Волны тяжело, как таран, били в борт корабля, и Гуччо казалось, что все вокруг него вот-вот опрокинется вверх тормашками. То и дело он скатывался наземь со своего импровизированного ложа и в поисках его долго плутал в полном мраке, натыкаясь на какие-то бревна, налетая на бухты канатов, отвердевших от соленой воды, больно ударялся об углы небрежно сложенных ящиков, которые с грохотом перекатывались по полу, пытался уцепиться за невидимые предметы, ускользавшие из рук. Он со страхом ждал, что вот-вот разобьется в щепы корпус судна. Когда свист бури затихал на мгновенье, Гуччо слышал, как хлопали наверху паруса и как с грохотом обрушивалась на палубу стена воды. В ужасе спрашивал он себя, уж не смыло ли весь экипаж и не остался ли он, Гуччо, один на борту этого судна без парусов и мачт, а оно, повинуясь воле волн, взносилось к небесам, чтобы тут же вновь рухнуть в бездну, и, казалось, нет и не будет конца этим взлетам и падениям.

«Сейчас я умру, – думал Гуччо. – Как глупо умирать в мои годы, и какой смертью – быть поглощенным морской пучиной! Никогда больше я не увижу дядюшку, никогда больше не увижу солнца. Почему, почему я не подождал в Кале два-три дня? Какая непростительная глупость! Если я уцелею, per la Madonna, милостью божьей матери, я поселюсь в Лондоне, буду водоносом, кем угодно буду, только в жизни не вступлю больше на борт корабля».

Наконец Гуччо удалось ухватиться за основание мачты; скорчившись, сжавшись в комок, дрожа всем телом в мокрой одежде, чувствуя неудержимые позывы к рвоте, он стал терпеливо ждать своей кончины и приносил обеты святой деве Марии делле Неви, святой деве Марии делла Скала, святой деве Марии деи Серви, святой деве Марии дель Кармине – другими словами, обещал сделать вклад во все сиенские храмы, которые он знал и помнил.

На рассвете буря утихла. Гуччо без сил огляделся вокруг: ящики, паруса, якоря, какие-то снасти – все это валялось в ужасающем беспорядке, а в брюхе судна, под плохо пригнанными планками пола, хлюпала вода.

Люк, ведущий на палубу, распахнулся, и чей-то грубый голос прокричал:

– Эй, сеньор? Ну как спалось?

– Спалось? – злобно переспросил Гуччо. – Сном смерти, что ли?

Ему спустили веревочную лестницу и помогли выбраться на палубу. Холодный порывистый ветер охватил его с головы до ног, и он снова задрожал от неприятного прикосновения намокшей одежды.

– Почему вы меня не предупредили, что будет буря? – спросил Гуччо владельца судна.

– Ваша правда, сеньор, ночка, как на грех, выдалась скверная, – ответил хозяин. – Но вспомните, как вы торопились. А потом, для нас, сами небось знаете, это дело привычное. Сейчас до берега уже рукой подать...

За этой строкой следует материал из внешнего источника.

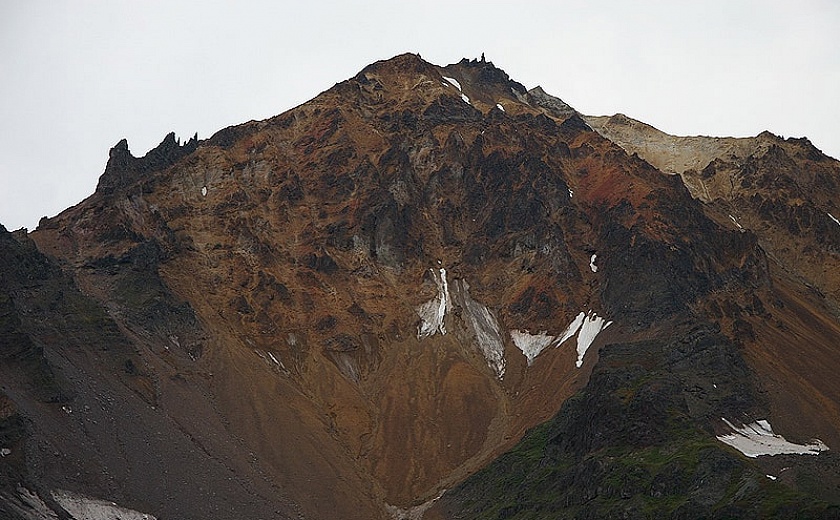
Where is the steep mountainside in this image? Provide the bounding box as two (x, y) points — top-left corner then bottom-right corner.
(587, 114), (840, 308)
(2, 54), (840, 519)
(0, 226), (293, 519)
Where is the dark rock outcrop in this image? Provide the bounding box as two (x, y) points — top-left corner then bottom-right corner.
(96, 131), (198, 194)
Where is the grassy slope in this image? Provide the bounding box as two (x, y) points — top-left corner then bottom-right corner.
(439, 324), (840, 519)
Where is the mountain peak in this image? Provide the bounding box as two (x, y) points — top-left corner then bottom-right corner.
(447, 56), (527, 93)
(439, 56), (527, 104)
(11, 53), (840, 520)
(354, 52), (438, 83)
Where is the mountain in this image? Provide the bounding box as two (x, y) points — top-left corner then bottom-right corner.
(586, 113), (840, 305)
(2, 53), (840, 519)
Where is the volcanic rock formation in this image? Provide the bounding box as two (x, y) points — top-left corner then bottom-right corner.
(2, 53), (840, 519)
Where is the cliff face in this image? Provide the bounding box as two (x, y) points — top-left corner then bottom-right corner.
(1, 54), (839, 519)
(586, 113), (840, 306)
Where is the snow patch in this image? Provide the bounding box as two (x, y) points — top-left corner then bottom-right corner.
(455, 280), (506, 379)
(766, 474), (778, 481)
(589, 254), (598, 273)
(558, 312), (585, 347)
(417, 268), (451, 338)
(568, 188), (574, 198)
(496, 103), (505, 112)
(442, 76), (470, 104)
(267, 351), (287, 370)
(386, 490), (445, 520)
(717, 418), (829, 458)
(201, 186), (207, 197)
(576, 312), (612, 368)
(728, 214), (743, 230)
(442, 76), (462, 91)
(511, 330), (556, 366)
(51, 489), (157, 520)
(512, 312), (585, 366)
(0, 447), (10, 457)
(453, 280), (506, 379)
(418, 272), (505, 377)
(512, 310), (610, 368)
(829, 213), (840, 226)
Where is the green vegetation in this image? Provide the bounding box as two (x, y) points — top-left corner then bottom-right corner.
(450, 415), (836, 519)
(446, 329), (839, 519)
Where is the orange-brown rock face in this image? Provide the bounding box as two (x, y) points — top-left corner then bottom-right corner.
(587, 113), (840, 307)
(4, 53), (839, 519)
(587, 111), (840, 460)
(28, 54), (626, 519)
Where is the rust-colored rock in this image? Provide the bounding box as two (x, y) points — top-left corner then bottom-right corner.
(1, 54), (839, 519)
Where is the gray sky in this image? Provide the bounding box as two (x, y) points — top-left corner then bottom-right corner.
(2, 0), (838, 231)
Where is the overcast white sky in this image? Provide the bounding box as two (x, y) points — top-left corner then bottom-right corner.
(1, 0), (838, 231)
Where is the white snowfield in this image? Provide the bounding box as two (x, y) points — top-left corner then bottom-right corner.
(716, 418), (829, 458)
(51, 490), (157, 520)
(14, 488), (156, 520)
(496, 103), (505, 112)
(416, 268), (451, 338)
(829, 212), (840, 226)
(416, 268), (505, 378)
(267, 351), (287, 370)
(442, 76), (462, 91)
(442, 76), (471, 105)
(589, 254), (598, 273)
(385, 489), (445, 520)
(575, 312), (612, 368)
(511, 310), (611, 368)
(558, 312), (586, 347)
(453, 280), (506, 379)
(510, 330), (556, 366)
(417, 266), (613, 374)
(52, 490), (156, 520)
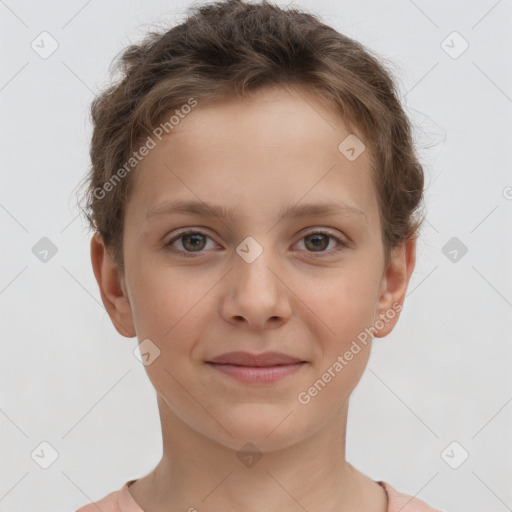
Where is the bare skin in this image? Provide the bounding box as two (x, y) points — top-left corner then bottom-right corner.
(91, 84), (416, 512)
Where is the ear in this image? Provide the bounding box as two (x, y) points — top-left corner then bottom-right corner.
(373, 236), (417, 338)
(90, 232), (136, 338)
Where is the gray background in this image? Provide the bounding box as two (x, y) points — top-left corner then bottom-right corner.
(1, 0), (511, 511)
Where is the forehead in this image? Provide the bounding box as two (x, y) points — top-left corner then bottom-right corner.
(127, 85), (380, 230)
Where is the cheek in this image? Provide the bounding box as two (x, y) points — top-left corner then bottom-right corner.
(305, 267), (380, 345)
(129, 266), (210, 341)
(129, 274), (209, 398)
(298, 283), (376, 414)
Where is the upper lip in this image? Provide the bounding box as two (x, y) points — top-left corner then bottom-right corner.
(207, 351), (305, 367)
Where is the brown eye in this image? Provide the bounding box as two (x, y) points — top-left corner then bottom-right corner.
(180, 233), (207, 252)
(294, 230), (348, 256)
(303, 233), (330, 252)
(164, 230), (216, 257)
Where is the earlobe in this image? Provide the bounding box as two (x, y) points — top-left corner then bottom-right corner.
(90, 233), (137, 338)
(373, 236), (417, 338)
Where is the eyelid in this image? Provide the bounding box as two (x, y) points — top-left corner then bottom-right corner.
(164, 228), (220, 256)
(164, 228), (214, 245)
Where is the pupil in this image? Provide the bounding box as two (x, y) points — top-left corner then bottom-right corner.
(184, 234), (205, 251)
(306, 234), (328, 251)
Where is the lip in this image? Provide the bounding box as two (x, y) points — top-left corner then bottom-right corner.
(207, 351), (304, 366)
(206, 351), (307, 384)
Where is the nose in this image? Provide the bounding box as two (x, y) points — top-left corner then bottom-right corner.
(220, 247), (293, 330)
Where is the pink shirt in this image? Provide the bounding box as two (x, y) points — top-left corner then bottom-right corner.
(76, 479), (442, 511)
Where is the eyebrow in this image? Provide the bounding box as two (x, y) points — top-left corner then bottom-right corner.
(144, 199), (367, 224)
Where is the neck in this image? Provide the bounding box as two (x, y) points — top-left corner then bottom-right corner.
(128, 395), (388, 512)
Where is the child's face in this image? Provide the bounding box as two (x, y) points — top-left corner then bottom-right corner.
(94, 85), (414, 451)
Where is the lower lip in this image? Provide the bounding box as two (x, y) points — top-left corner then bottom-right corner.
(207, 362), (306, 384)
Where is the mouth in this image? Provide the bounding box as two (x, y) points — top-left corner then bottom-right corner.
(206, 351), (308, 384)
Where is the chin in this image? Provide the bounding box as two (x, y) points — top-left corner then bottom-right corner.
(209, 409), (310, 453)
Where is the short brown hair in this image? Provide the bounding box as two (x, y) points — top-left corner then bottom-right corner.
(77, 0), (425, 273)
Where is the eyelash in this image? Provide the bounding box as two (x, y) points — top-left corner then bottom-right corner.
(163, 229), (349, 259)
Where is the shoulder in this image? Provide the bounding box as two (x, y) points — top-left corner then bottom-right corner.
(378, 481), (443, 512)
(76, 488), (122, 512)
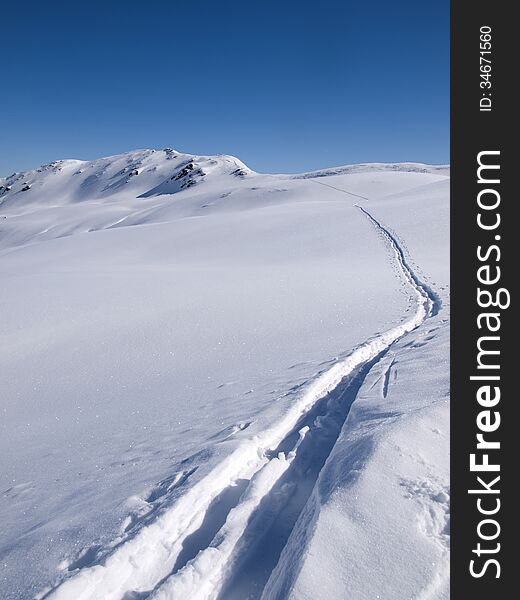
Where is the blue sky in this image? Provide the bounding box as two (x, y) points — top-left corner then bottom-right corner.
(1, 1), (449, 175)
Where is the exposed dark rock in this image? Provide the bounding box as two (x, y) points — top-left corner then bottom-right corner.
(173, 163), (195, 180)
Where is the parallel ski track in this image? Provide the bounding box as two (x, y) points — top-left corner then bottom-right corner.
(45, 195), (439, 600)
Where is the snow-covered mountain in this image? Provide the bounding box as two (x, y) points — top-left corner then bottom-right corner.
(0, 149), (253, 205)
(0, 149), (449, 600)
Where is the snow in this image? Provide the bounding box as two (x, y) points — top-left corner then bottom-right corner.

И хозяин, плотный старик с крошечными черными глазками, насмешливо взглянул на Гуччо.

Протянув руку куда-то вдаль, к беловатой полоске, выступавшей из тумана, старый моряк добавил:

– Вон он, Дувр.

Гуччо прерывисто вздохнул и плотнее закутался в плащ.

– Когда же мы приедем?

Старик пожал плечами:

– Часика через три-четыре, не позже, ветер с востока дует.

На палубе лежали вповалку трое матросов: их сморила усталость. Четвертый матрос стоял у руля и, грызя кусок солонины, не отрывал взгляда от носа корабля и от английского берега.

Гуччо присел возле старого моряка за низенькой деревянной перегородкой, которая все же защищала от ветра, и, несмотря на дневной свет, ветер и зыбь, заснул мертвым сном.

Когда он проснулся, перед ним был Дуврский порт с прямоугольником своих доков и строем низеньких, грубо сколоченных домишек, на крышах которых, чтобы их не унесло ветром, лежали камни. Справа по фарватеру стоял на отлете дом шерифа, охраняемый вооруженными стражниками. На пристани под навесами были навалены груды различных товаров, беспрерывно сновала шумная толпа. Ветер доносил запахи рыбы, смолы и гниющего дерева. Рыбаки тащили сети или, взвалив на плечо тяжелые весла, пробирались сквозь толпу. Даже ребятишки не сидели без дела, они волочили по мостовой огромные мешки, в несколько раз превосходящие их своими размерами.